Es war eine verregnete Sonntagnacht und Hermione saß, wie so oft in ihrem Sessel und las einen Liebesroman. Welcher tatsächlich einer ihrer Liebsten war.
Und so konnte die Braunhaarige für einige Stunden in eine Welt abtauchen und ihre eigenen Probleme für eine kurze Zeit vergessen.
Nur wenige Meter weiter lag Ron in ihrem Schlafzimmer und schlief vermutlich schon.
Zumindest ließ das unüberhörbare Schnarchen darauf schließen.

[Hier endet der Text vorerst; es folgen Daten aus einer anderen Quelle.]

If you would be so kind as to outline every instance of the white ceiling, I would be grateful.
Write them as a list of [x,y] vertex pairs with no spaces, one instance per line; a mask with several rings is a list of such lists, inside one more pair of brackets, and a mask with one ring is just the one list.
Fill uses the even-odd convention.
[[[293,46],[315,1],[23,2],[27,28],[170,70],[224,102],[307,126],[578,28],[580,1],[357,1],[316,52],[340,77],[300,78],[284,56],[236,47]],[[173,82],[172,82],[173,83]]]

Heute Nachmittag hatten die Beiden eine hitzige Diskussion geführt.
Die Hexe hatte ihm erneut versucht zu erklären, wie sie sich fühlte und was momentan in ihren Gedanken vorging. Nach ihren Worten, war Ron wutentbrannt aus ihrer Wohnung gestürmt und erst später am Abend Heim gekehrt.
Er hatte sie einfach wortlos in seine Arme geschlossen und ein ,,Es tut mir leid. Ich werde mich bessern“ genuschelt.
Daraufhin geschah etwas, worüber sich die Braunhaarige immer noch fassungslos an den Kopf fasste.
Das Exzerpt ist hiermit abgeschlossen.